Since 2015, the Ontario Provincial Police reported that small recreational vessels (under six metres in length) were being used in 85.3 per cent of marine fatalities.

Toronto Harbour

All small watercraft must keep clear of all commercial traffic underway, whether it be cargo ships, tug boats or ferries.

The western entrance of Toronto Harbour, known as the Western Gap, is a high-activity area for boats, as well as the location of the Billy Bishop Airport. Operators of all watercraft are required to keep clear of the Keep Out Zone, which is marked off with navigational buoys.  

Sailing is not permitted in the inner and outer harbor unless special permission is obtained from the Port Authority Manager.

Map of Toronto Harbour


Speed Limits

The speed zones in Toronto Harbour are enforceable under the Canadian Marine Act. The Toronto Police Service’s Marine Unit can issue tickets for violations, which can result in a fine of $400, or in some cases violators will be given a court date to appear in answer to their infractions.

Unless otherwise authorized by the authority:

  1. No vessel shall exceed a speed of 5 knots (10 kilometres per hour) within 150 metres of any shoreline or breakwater.
  2. Except as provided for above, no vessel shall exceed 10 knots (19 kilometres per hour) elsewhere within Toronto’s “Inner” and “Outer” Harbours.
  3. No vessel shall produce a wake within Toronto Island lagoons, nor navigable waters between the shoreline and Western Breakwater.


Swimming is not permitted in the Toronto Harbour water, except in a designated area as authorized by posted signs, or with written authorization of the Port Authority.

Swimming zones are located near authorized Toronto beaches.


Powered Vessel Operator’s Permit

Recreational boaters operating a powered vessel within the Port of Toronto must have a Powered Vessel Operator's permit and a proof of competency, such as a Pleasure Craft Operator Card.

The Powered Vessel Operator’s Permit is issued by the Toronto Port Authority.

The Pleasure Craft Operator Card is issued by Transport Canada for all Canadian waterways.

Boat Sober

Alcohol, cannabis or prescription drugs will impair your ability to operate any vehicle.

In addition to driving cars and trucks, impaired driving laws also apply to those operating boats, snowmobiles and off-road vehicles.

In Ontario, an impaired operation conviction in relation to a boat may result in the suspension of an individual's driving privileges.

Learn more about Ontario Impaired Driving rules here.

Before you spend time on the water, make sure your boat is properly equipped with the safety items that are required to have on board.
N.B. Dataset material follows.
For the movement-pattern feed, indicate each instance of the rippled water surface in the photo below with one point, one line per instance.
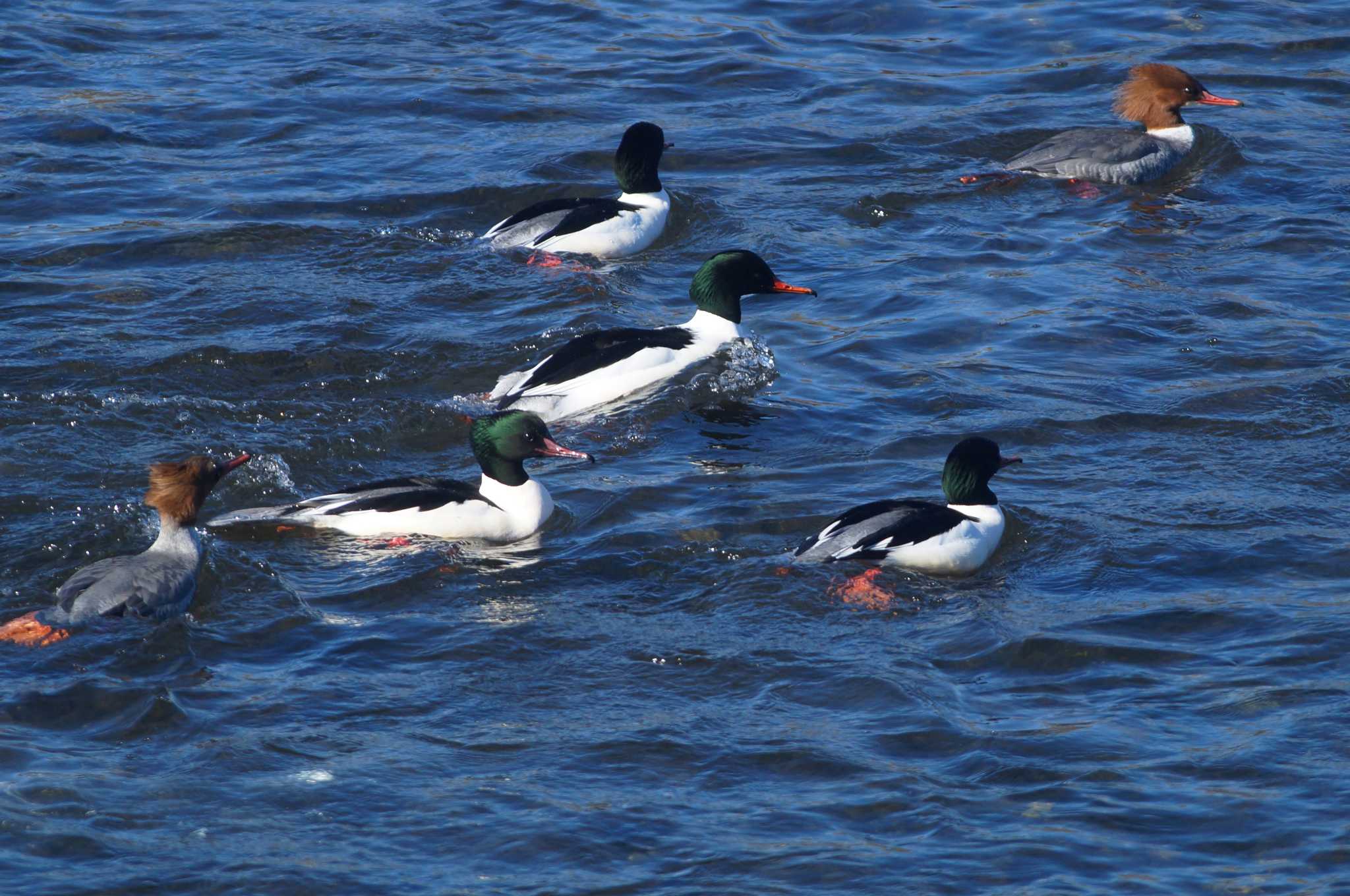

Check ahead that the weather forecast is suitable for the trip, you have sufficient fuel and supplies, and you have a sail plan (see below).

Bring a fully charged cellphone with you in case of an emergency.

Your Sail Plan

A Sail Plan is not limited to sailors. Everyone should have a sail plan for safety reasons. When you are planning to spend time on the water, whether it is for a few hours or a few days, a Sail Plan, is one of the most important lifesaving tools.

Tell someone your plan and include the following information:

  • Where you are going and the route you plan to take
  • When you are planning to be off the water, in case you don’t return
  • When you are leaving
  • The people who are going with you
  • Details about your watercraft

Boating Safety Resources

Take a Boating Course

Everyone who operates a power-driven boat needs proof of competency, which is something that shows an understanding of the basic rules and how to safely operate a boat. The Pleasure Craft Operator Card is the most common proof of competency. You can get a Pleasure Craft Operator Card by passing an accredited boating safety course.

Advanced courses are available to increase your boating and water knowledge. Training is available for people who prefer to paddle.

Pleasure Craft Licence

When you buy a boat, you need to get a Pleasure Craft Licence, which is a document with a unique licence number for your pleasure craft. The number serves as identification for the vessel and allows search and rescue personnel to access important information in an emergency.

Boating Safety App

The Discover Boating app gives you information about key rules, guidelines, and best practices that will help you and your family stay safe on water. It works online, offline and offshore.